Là sedeva una figura abbigliata di nero, la sua oscurità superata soltanto dallo splendore del Gran Sacerdote. Ma Denubis, rabbrividendo, ebbe la precisa impressione che l’oscurità stesse aspettando soltanto il momento opportuno, sapendo che, alla fine, il sole sarebbe tramontato.
La consapevolezza che all’Oscuro, come Fistandantilus era conosciuto a corte, era consentito di esser presente all’interno della Sala delle Udienze del Gran Sacerdote, piombò come uno choc su Denubis.
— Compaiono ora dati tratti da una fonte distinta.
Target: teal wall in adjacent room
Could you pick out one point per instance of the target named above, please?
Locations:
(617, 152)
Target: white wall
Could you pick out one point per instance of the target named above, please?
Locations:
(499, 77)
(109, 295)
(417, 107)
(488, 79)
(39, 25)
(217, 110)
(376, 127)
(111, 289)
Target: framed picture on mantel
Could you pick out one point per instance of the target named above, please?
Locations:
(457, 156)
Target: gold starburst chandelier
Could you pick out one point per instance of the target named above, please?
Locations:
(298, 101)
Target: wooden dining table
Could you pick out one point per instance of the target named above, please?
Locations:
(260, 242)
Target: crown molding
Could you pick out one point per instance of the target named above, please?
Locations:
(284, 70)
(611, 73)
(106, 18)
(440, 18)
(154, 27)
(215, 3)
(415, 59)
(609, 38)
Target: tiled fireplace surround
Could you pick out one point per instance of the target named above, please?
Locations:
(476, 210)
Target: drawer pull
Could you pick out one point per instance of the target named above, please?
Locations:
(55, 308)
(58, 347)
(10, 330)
Forse, quando il mondo fosse stato totalmente libero dal Male, quando l’ultima delle razze degli orchi fosse stata eliminata, soltanto allora lo stesso Fistandantilus sarebbe caduto.
Ma proprio mentre questo pensiero lo faceva sorridere, Denubis vide il gelido luccichio degli occhi del mago appuntarsi su lui. Denubis rabbrividì e si affrettò a guardare altrove. Che contrasto c’era fra quell’uomo e il Gran Sacerdote! Quando si crogiolava nella luce del Gran Sacerdote, Denubis si sentiva avvolgere dalla tranquillità e dalla pace. Tutte le volte che gli capitava di appuntare il suo sguardo dentro gli occhi di Fistandantilus, invece, si trovava costretto a ricordare il buio che era in lui.
E, sotto il luccichio di quegli occhi, si trovò d’un tratto a chiedersi cosa avesse voluto dire il Gran Sacerdote con quella strana affermazione: «Chi di noi è davvero innocente?»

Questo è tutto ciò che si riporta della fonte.